SIGNIFICANCE OF BACTERIAL STEROID DEGRADATION FOR ETIOLOGY OF LARGE BOWEL CANCER .6. DEGRADATION OF DEOXYCHOLIC-ACID BY SACCHAROLYTIC BACTEROIDES-SPECIES

Abstract

When testing 36 laboratory strains of the strictly anaerobic Bacteroides species B. vulgatus, B. fragilis, B. thetaiotaomicron and B. distasonis, activities for degradation of cholate (3.alpha., 7.alpha., 12.alpha.-trihydroxy-5.beta.-cholanoate) and chenodeoxycholate (3.alpha.,7.alpha.-dihydroxy-5.beta.-cholanoate) were widely, but not universally, distributed in these bacteria. The same strains were also tested for their metabolic activities in regard to deoxycholate (3.alpha.,12.alpha.-dihydroxy-5.beta.-cholanoate). These tests were performed with anaerobically growing cultures and resting cells, incubated aerobically, in media of defined composition previously indicated. After precultivation in a medium containing bile and deoxycholate 22 of 35 strains (63%), growing anaerobically, and 28 of 36 aerobically incubated tests (78%) transformed deoxycholate.
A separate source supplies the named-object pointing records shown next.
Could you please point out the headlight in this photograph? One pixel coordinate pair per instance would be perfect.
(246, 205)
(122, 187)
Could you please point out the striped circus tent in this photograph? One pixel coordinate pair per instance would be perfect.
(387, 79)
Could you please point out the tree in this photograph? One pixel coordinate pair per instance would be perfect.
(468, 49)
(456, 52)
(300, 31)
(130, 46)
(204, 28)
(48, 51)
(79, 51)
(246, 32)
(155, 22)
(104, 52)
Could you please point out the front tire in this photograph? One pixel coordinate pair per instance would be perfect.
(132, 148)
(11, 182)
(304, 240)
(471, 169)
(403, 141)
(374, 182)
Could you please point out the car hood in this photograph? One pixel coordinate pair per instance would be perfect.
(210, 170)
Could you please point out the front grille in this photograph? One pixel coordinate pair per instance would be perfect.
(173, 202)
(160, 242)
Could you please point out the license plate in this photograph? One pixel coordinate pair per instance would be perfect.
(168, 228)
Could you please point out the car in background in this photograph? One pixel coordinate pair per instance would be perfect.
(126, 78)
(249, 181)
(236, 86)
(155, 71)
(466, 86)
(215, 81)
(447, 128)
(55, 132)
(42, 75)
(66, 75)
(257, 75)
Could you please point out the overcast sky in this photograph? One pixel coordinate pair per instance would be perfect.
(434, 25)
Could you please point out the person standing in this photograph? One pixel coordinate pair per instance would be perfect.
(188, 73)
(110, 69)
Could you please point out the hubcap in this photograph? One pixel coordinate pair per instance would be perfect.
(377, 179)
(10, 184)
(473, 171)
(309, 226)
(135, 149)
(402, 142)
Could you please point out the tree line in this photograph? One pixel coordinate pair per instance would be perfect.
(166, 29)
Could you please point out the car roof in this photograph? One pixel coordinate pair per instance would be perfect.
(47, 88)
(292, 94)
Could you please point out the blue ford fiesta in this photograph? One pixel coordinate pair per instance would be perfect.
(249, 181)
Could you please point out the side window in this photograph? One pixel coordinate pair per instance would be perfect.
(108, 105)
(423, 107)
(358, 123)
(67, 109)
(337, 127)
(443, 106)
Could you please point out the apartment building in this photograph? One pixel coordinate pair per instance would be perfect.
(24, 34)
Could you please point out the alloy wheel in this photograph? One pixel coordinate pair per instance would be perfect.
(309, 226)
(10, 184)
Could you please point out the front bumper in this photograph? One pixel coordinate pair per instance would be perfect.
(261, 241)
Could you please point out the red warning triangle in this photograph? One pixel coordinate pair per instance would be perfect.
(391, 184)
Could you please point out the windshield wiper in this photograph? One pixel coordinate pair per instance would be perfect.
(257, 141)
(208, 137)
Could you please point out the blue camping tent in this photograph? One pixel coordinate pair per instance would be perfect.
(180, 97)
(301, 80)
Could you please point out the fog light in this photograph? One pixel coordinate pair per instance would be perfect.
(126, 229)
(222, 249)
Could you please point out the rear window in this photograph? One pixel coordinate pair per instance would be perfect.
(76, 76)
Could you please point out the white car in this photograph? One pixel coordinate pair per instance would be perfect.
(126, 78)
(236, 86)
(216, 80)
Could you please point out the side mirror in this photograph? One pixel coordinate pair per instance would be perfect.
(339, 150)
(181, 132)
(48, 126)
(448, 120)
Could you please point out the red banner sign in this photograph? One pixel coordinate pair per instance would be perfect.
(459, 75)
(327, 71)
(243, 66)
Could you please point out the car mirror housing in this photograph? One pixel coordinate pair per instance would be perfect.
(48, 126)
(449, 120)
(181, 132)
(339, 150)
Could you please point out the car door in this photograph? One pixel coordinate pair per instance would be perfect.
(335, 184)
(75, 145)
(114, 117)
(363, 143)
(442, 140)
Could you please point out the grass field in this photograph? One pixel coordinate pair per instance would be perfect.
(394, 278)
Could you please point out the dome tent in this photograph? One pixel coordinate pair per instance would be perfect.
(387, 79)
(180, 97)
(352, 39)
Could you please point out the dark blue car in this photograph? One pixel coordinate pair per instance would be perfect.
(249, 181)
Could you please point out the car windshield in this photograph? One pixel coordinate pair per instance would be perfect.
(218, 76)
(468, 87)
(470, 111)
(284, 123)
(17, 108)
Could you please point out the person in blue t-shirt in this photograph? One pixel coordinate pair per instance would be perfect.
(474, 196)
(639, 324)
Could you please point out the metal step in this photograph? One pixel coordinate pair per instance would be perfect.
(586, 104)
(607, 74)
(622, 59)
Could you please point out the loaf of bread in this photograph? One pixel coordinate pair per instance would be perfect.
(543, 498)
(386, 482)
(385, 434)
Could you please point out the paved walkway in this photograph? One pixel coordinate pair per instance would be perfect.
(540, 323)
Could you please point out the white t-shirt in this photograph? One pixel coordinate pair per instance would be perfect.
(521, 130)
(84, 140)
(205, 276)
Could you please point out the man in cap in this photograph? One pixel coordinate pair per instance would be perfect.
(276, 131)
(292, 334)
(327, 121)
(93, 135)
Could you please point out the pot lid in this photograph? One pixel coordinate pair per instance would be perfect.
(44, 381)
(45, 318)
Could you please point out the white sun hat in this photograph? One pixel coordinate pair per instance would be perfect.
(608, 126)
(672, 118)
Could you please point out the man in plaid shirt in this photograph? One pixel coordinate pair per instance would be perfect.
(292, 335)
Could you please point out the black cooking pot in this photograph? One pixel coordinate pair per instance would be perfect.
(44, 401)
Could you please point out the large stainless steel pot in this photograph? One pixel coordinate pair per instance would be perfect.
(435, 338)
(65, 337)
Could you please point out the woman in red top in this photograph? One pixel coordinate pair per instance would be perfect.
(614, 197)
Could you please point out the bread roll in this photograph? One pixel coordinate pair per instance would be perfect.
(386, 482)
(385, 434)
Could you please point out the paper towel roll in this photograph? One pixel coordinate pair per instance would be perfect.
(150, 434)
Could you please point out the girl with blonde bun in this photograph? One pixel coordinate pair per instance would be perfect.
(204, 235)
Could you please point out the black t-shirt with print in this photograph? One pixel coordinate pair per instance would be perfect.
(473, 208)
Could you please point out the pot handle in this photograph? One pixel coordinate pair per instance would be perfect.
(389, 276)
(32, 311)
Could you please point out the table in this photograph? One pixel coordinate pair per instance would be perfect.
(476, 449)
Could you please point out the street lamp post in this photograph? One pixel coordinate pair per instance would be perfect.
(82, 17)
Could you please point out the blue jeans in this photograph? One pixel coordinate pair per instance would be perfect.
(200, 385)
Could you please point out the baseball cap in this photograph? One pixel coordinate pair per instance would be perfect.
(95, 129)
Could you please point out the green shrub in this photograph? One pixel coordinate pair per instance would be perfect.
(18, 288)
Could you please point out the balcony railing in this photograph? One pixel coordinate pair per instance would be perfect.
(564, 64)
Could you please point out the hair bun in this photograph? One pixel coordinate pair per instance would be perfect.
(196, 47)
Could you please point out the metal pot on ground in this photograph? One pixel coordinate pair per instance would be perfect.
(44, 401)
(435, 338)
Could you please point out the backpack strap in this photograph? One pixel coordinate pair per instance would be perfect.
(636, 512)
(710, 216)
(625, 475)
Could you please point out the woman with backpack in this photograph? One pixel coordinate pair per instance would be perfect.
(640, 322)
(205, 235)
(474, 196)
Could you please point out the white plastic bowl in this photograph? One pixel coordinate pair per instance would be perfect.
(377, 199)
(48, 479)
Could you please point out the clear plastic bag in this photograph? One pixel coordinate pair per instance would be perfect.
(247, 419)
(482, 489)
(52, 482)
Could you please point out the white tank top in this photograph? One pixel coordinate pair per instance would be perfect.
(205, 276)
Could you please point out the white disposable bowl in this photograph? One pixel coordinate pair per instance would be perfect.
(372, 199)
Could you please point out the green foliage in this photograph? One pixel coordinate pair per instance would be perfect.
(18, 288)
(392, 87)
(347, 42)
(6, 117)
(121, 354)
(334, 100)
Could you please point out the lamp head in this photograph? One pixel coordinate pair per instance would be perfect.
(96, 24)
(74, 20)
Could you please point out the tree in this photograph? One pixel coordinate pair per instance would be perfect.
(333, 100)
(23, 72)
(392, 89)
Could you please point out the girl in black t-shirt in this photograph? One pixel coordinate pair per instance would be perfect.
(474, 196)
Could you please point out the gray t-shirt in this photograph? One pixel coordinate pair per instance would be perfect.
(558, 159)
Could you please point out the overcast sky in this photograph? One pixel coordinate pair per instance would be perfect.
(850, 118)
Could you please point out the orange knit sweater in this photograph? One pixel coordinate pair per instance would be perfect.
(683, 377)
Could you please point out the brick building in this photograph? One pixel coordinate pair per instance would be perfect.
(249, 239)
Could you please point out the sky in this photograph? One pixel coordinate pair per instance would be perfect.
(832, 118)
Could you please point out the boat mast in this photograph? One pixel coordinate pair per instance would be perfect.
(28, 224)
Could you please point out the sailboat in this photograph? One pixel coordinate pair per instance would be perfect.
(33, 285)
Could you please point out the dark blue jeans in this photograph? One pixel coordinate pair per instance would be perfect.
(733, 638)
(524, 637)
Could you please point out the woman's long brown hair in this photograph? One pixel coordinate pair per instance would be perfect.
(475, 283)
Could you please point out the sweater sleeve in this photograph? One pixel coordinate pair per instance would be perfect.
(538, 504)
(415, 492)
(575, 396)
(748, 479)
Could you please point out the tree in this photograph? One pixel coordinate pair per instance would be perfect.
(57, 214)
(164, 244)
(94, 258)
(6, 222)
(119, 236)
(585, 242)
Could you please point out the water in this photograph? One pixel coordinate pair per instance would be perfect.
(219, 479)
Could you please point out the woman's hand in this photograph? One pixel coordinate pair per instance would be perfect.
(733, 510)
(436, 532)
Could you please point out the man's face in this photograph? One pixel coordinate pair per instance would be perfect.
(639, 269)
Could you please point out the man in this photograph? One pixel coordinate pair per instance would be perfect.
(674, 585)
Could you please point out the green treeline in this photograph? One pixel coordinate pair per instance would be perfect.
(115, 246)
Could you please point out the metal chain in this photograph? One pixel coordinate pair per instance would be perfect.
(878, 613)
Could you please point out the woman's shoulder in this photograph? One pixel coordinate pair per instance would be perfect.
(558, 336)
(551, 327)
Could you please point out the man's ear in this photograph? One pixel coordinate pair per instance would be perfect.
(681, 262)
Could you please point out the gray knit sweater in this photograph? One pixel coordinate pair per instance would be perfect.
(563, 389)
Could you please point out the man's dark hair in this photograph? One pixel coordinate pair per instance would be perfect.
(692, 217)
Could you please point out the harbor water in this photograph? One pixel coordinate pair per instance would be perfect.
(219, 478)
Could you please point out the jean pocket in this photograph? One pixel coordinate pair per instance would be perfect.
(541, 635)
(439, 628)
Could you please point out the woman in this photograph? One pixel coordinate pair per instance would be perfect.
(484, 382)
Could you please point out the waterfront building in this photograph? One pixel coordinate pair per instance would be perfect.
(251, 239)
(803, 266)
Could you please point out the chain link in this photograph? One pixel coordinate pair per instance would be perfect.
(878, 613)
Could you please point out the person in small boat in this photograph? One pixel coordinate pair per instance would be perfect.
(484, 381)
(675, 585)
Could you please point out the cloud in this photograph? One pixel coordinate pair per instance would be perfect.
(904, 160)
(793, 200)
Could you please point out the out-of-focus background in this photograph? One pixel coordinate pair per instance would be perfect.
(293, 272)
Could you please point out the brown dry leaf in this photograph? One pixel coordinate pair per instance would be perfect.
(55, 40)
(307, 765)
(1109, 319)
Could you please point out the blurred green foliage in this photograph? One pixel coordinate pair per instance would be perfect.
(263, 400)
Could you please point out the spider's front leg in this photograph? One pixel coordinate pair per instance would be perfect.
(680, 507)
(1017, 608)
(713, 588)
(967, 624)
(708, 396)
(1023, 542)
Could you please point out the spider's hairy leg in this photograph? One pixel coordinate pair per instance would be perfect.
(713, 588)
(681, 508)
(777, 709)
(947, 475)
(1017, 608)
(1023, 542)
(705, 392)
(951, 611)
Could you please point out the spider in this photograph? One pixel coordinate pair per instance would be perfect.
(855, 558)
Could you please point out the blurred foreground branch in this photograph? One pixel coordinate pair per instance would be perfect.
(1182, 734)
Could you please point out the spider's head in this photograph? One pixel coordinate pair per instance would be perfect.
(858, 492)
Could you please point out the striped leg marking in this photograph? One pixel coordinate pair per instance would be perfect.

The number of active strains was 30 of 36 (83%). All active strains produced 1 metabolite only, all metabolites having the same chromatographic properties as shown by analytical TLC in 2 solvent systems. It must still be decided whether only 1 degradation product is formed from deoxycholate, corresponding to the transformation of chenodeoxycholate, since the chromatographic properties of the metabolites permit the formation of 3.alpha.-hydroxy-12-oxo- and/or 3-oxo-12.alpha.-hydroxycholanoate. Structural evidence could not be demonstrated. Enzyme activity responsible for the metabolism must be induced. It is not identical with the activity oxidizing the 7.alpha.-hydroxyl group. No further details concerning enzyme induction and activity regulation were discovered. The side chain of deoxycholate cannot be degraded by Bacteroides sp., neither by anaerobically growing cultures nor aerobically incubated resting cells.